COMMENTS:
It's okay buddy. I used to have hoopty just like you! Would you feel the same way if it were rock music?
Uh...only if you consider a BMW a "hoopty." I wouldn't care if they were playing Polish polkas or Bulgarian folk songs out of their cars, if I wanted to hear their music down the block, I'd let them know.
Fix your broken windows to help vent out the noise. Seriously though, call the cops and say there's a disturbance in your neighborhood. Lie a bit so the cops hurry. Tell them there's a band playing extremely loud music in the middle of the street.
It's not so much where I live, as everywhere else--office, downtown, sitting in the park on a Sunday. There's a noise ordinance, but the police have better things to do than track down every idiot with a monster beatbox fetish. It makes me wish modern car amplifiers had never been invented, and the obnoxious attitude of the jackasses who play it really sort of goes beyond limits. The whole world doesn't want to hear your crappy music, kid. Seriously...
"I hate rap music, which to me sounds like a bunch of angry men shouting, possibly because the person who was supposed to provide them with a melody never showed up."--Dave Barry
I actually DO have that power, but I have to keep it under wraps. Area 51 has a DISSECTION TABLE for people like me...
there's a bumper sticker that goes: 'if i wanted to hear your god-damn music, i'd be in your god-damn car'
"there's a bumper sticker that goes: 'if i wanted to hear your god-damn music, i'd be in your god-damn car'" *LMAO* Man, you need to find me a copy of that.
"I actually DO have that power, but I have to keep it under wraps.

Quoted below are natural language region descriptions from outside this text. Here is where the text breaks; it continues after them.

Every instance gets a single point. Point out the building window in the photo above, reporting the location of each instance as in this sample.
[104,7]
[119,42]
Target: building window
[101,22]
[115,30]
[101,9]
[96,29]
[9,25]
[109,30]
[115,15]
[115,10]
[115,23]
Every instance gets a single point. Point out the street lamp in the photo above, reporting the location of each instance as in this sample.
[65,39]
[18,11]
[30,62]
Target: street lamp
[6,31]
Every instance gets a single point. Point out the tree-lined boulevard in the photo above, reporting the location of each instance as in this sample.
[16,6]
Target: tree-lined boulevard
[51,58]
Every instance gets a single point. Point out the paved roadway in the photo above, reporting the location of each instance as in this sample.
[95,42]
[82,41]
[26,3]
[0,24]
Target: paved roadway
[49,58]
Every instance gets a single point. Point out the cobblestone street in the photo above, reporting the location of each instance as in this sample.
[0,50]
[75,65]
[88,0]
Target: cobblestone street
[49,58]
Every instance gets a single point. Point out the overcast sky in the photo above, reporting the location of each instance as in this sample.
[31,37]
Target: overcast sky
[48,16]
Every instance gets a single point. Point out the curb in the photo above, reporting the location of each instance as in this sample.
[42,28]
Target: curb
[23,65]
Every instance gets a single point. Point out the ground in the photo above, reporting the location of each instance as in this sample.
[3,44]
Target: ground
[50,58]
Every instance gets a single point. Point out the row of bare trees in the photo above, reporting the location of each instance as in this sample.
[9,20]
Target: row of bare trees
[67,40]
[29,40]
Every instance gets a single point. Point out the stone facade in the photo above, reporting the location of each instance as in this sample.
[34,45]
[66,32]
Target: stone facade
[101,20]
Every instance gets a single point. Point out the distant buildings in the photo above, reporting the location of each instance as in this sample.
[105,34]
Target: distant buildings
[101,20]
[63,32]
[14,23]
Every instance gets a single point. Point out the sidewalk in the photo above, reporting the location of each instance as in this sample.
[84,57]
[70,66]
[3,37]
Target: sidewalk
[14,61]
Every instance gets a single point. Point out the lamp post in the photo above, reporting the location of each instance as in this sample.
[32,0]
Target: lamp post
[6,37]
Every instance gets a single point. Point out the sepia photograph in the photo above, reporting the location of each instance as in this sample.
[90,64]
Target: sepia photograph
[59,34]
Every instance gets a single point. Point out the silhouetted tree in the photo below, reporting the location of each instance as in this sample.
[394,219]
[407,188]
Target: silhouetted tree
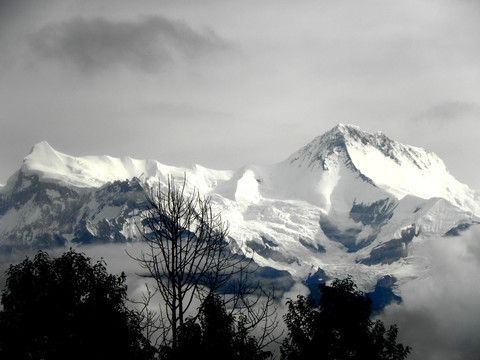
[218,334]
[338,328]
[190,257]
[67,308]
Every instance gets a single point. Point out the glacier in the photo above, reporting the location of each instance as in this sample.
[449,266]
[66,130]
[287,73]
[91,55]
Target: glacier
[349,202]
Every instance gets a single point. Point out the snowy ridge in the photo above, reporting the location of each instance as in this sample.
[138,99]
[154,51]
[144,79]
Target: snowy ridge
[349,202]
[398,169]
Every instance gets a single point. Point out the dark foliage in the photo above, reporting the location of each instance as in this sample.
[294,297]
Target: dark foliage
[218,334]
[338,328]
[67,308]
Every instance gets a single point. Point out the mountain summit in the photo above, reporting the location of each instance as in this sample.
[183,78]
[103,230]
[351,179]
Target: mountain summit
[349,202]
[396,168]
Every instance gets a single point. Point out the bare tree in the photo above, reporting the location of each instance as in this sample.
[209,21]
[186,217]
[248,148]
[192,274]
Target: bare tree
[190,256]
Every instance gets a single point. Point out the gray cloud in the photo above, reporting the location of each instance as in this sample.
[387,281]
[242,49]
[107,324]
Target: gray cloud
[147,44]
[440,316]
[451,111]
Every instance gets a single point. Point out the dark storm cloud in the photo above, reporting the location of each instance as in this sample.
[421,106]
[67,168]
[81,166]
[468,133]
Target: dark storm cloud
[147,44]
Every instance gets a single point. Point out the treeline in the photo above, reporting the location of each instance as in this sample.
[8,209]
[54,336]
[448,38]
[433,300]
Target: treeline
[69,308]
[202,302]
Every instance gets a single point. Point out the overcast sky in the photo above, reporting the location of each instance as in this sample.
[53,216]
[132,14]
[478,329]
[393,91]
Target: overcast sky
[230,83]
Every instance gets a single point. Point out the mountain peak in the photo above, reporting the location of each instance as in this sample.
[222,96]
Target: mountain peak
[387,164]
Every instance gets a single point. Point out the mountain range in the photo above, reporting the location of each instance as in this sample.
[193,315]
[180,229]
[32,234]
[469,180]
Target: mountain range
[349,202]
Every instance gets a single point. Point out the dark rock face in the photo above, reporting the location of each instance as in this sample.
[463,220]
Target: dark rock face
[383,293]
[268,250]
[375,215]
[458,229]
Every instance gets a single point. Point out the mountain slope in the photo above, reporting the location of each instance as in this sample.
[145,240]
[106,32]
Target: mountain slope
[349,202]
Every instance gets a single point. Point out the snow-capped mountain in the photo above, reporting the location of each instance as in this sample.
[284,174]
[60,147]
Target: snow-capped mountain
[349,202]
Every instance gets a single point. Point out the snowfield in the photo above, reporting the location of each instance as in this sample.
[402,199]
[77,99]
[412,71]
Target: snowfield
[349,202]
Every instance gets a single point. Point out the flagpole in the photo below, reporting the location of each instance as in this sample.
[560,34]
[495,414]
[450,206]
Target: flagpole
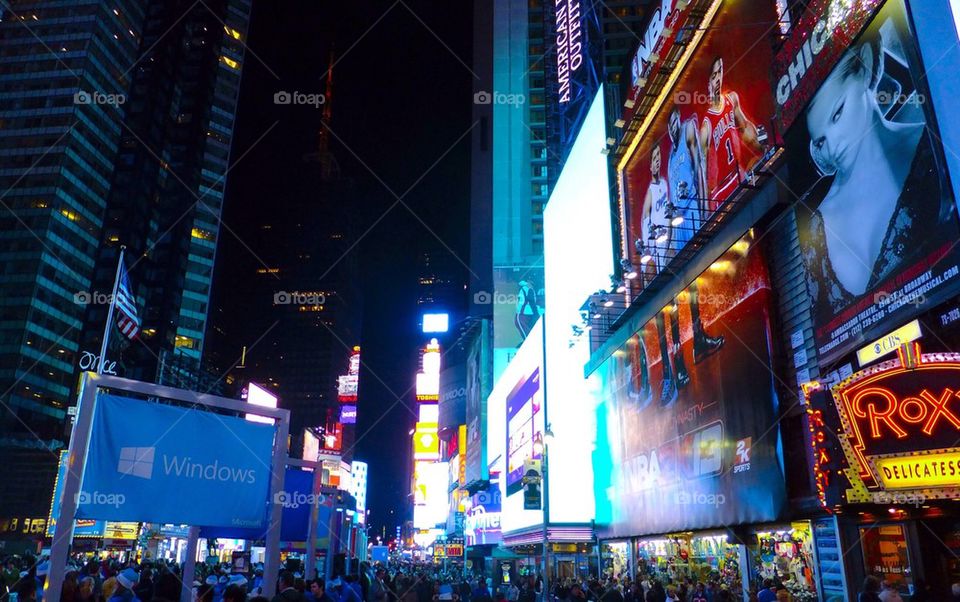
[106,327]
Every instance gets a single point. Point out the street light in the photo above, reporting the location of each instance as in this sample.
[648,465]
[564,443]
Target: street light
[545,443]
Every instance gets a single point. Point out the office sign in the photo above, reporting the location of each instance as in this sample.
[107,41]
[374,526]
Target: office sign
[160,463]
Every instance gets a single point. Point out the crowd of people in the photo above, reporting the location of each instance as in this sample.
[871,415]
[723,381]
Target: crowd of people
[23,580]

Area 51 has a DISSECTION TABLE for people like me..." Shhh, I think "they" are monitoring this site.
I love to crank up my stereo real loud while listening to Triple 6 Mafia just to annoy white people. :-)
Dirtdog: The next sound you hear will be of your stereo exploding & the CD flying across the pavement. We hate using such a frightening power, but it's for the public good.
No, I want them to keep listening so they all become deaf by the time they're 30, y'all.
Hmmmm, being deaf would make it much easier to listen to your music...
Ha-ha-ha...good one.
Any sort of telekinetic power would be the coolest thing on Earth- I'd make people's heads, obnoxiously loud car stereos, and anything else that offended me explode like a ripe melon, just like the guy in the movie "Scanners". AH-HAHAHAHAHAHAHAHAHAHA!!
i hate people that drive past and have it blasting and think their bass is the shit...its really not..they all need to get a life.
Especially when the stereo equipment is worth more than the car.